From Thursday, 4 February to Sunday, 14 February 2016, celebrating LGBT History Month in Manchester

Queer Contact Festival

On sale from Friday, 13 November, 10am. Tickets from £3 plus free events and exhibitions.

Celebrating Lesbian, Gay, Bisexual and Transgender arts and culture in Greater Manchester as part of LGBT History Month, the eighth annual Queer Contact Festival is bigger than ever, with a packed ten-day programme of events.

Expect theatre, music, dance, cabaret, comedy, spoken word, and visual art at Contact and beyond, including new collaborations with HOME, RNCM, and Band on the Wall, alongside a special site-specific performance in partnership with the Royal Exchange Theatre staged in a Manchester church.

This year’s festival explores sexuality, gender, religion, and history, with local, national and international artists including Erasure’s Andy Bell, US transgender performers and activists Kate Bornstein and Our Lady J, award-winning poet Jackie Kay, visual artists AL and AL (in collaboration with BBC Philharmonic), plus new festival commissions from Debs Gatenby, Laurie Brown, and Jamie Fletcher and Company.

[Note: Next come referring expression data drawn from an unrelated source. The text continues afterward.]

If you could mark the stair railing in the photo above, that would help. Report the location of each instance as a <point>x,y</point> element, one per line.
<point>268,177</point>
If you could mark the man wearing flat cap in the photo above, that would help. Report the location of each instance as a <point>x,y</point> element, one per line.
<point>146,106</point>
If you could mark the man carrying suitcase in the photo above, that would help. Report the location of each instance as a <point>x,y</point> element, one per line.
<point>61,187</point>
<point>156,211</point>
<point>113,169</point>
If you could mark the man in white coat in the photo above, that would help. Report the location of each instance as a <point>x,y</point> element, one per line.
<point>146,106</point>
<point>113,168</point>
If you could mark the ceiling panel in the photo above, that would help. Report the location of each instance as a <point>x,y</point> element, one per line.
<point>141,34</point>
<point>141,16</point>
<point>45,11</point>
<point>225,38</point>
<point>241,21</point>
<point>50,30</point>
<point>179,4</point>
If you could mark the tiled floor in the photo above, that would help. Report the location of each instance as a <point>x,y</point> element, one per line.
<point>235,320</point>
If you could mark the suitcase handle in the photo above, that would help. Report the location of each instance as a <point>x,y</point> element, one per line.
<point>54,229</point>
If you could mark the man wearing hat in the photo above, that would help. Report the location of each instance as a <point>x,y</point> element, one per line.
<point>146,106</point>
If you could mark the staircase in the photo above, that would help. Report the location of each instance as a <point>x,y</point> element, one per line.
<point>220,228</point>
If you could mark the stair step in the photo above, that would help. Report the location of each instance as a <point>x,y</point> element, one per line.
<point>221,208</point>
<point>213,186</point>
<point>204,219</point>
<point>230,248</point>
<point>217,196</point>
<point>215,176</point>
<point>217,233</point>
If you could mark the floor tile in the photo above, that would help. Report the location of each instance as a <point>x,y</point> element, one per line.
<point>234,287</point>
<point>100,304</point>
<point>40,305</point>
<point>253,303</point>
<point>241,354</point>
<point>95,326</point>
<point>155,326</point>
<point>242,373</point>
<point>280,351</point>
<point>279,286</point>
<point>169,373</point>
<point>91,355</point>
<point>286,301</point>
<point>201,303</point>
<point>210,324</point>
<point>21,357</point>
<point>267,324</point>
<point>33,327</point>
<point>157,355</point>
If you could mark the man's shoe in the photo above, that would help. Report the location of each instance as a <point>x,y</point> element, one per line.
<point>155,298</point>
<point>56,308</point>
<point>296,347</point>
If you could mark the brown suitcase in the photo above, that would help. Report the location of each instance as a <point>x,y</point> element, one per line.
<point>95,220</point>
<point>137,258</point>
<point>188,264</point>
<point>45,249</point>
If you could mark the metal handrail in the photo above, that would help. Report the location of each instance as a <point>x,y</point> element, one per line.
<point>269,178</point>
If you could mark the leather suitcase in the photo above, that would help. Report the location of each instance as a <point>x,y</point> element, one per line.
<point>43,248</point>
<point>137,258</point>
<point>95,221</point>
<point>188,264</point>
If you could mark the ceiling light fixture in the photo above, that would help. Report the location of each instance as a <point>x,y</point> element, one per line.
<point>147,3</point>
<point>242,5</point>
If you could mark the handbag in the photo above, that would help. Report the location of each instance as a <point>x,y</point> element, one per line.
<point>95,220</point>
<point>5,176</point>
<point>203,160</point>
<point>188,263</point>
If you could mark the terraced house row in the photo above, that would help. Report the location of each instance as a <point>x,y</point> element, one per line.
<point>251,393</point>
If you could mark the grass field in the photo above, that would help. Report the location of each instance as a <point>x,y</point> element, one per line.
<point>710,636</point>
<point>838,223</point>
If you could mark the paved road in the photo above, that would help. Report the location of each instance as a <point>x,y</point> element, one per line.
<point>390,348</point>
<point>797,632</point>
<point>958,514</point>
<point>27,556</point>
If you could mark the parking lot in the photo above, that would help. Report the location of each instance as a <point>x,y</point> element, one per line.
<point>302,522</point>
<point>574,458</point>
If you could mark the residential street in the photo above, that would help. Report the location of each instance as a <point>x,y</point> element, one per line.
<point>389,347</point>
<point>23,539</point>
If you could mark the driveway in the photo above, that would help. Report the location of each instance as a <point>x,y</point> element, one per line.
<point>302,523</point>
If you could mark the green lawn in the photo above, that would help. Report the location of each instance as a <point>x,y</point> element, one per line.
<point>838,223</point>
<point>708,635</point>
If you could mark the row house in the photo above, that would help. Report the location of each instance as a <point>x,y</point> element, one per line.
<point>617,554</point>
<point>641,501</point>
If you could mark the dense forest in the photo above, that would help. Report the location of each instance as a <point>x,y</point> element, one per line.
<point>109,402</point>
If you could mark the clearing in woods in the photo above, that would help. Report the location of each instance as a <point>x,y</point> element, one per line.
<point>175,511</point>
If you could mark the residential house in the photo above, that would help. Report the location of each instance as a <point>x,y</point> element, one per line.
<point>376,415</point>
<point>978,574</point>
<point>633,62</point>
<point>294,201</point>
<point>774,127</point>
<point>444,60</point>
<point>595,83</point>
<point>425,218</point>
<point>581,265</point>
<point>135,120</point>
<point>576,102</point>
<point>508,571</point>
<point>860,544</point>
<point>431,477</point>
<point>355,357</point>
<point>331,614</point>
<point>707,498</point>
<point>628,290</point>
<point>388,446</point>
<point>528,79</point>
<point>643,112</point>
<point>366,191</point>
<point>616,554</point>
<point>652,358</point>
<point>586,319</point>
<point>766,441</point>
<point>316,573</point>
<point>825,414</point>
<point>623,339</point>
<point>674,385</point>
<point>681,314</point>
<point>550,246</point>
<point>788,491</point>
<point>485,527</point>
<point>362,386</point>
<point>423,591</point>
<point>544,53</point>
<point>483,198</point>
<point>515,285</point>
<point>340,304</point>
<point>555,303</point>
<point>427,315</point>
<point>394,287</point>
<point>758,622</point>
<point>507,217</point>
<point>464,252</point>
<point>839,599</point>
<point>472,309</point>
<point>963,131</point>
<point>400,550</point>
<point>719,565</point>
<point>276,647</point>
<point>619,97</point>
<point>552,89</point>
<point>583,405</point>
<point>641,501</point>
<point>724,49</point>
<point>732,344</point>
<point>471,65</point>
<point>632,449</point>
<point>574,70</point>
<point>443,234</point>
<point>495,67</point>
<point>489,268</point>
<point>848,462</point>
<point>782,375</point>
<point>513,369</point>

Music opens and closes the festival with a new song-cycle from Erasure’s Andy Bell is Saint Torsten at Contact; Icarus at the End of Time (co-presented with HOME at RNCM) features a new score by Philip Glass, performed live by the BBC Philharmonic with visuals from artists AL and AL; and US transgender singer-songwriter Our Lady J (one of the writers of Amazon’s Transparent) paints the church pink for Valentine’s weekend with For The Love of Gospel at Contact.

Elsewhere, there’s new theatre exploring Black gay experiences from Jamal Gerald in FADoubleGOT, Eilidh MacAskill’s STUD is a comedic look at gender and masculinity from the queer female perspective, legendary trans playwright and performer Jo Clifford leads the congregation in The Gospel According to Jesus, Queen of Heaven, and we explore the history of Manchester drag performance in Life’s A Drag.

Experience alternative cabaret from Mother’s Ruin, A Queer Revue! and The Library; laugh your socks off with some of the UK’s top comics including Tom Allen, Bethany Black, David Morgan, Suzi Ruffell, and Rosie Wilby at Comedy Playground; have your voice heard at LGBT Question Time and the Queer Youth Debate; and join in with workshops led by Jackie Kay and Kate Bornstein.

This year’s visual art programme will feature new work from local and national visual artists - Lee Baxter commemorates the 30th anniversary of North West HIV charity George House Trust in George Turns 30, Glenn Jones depicts Manchester’s thriving drag community in #ManchesterQueens, and there’s photography and film exploring the lives of Black gay sex workers by Ajamu and Khalil West (all at Contact), plus a major new solo exhibition from AL and AL (at HOME) investigating a new era of scientific exploration in Incidents of Travel in the Multiverse.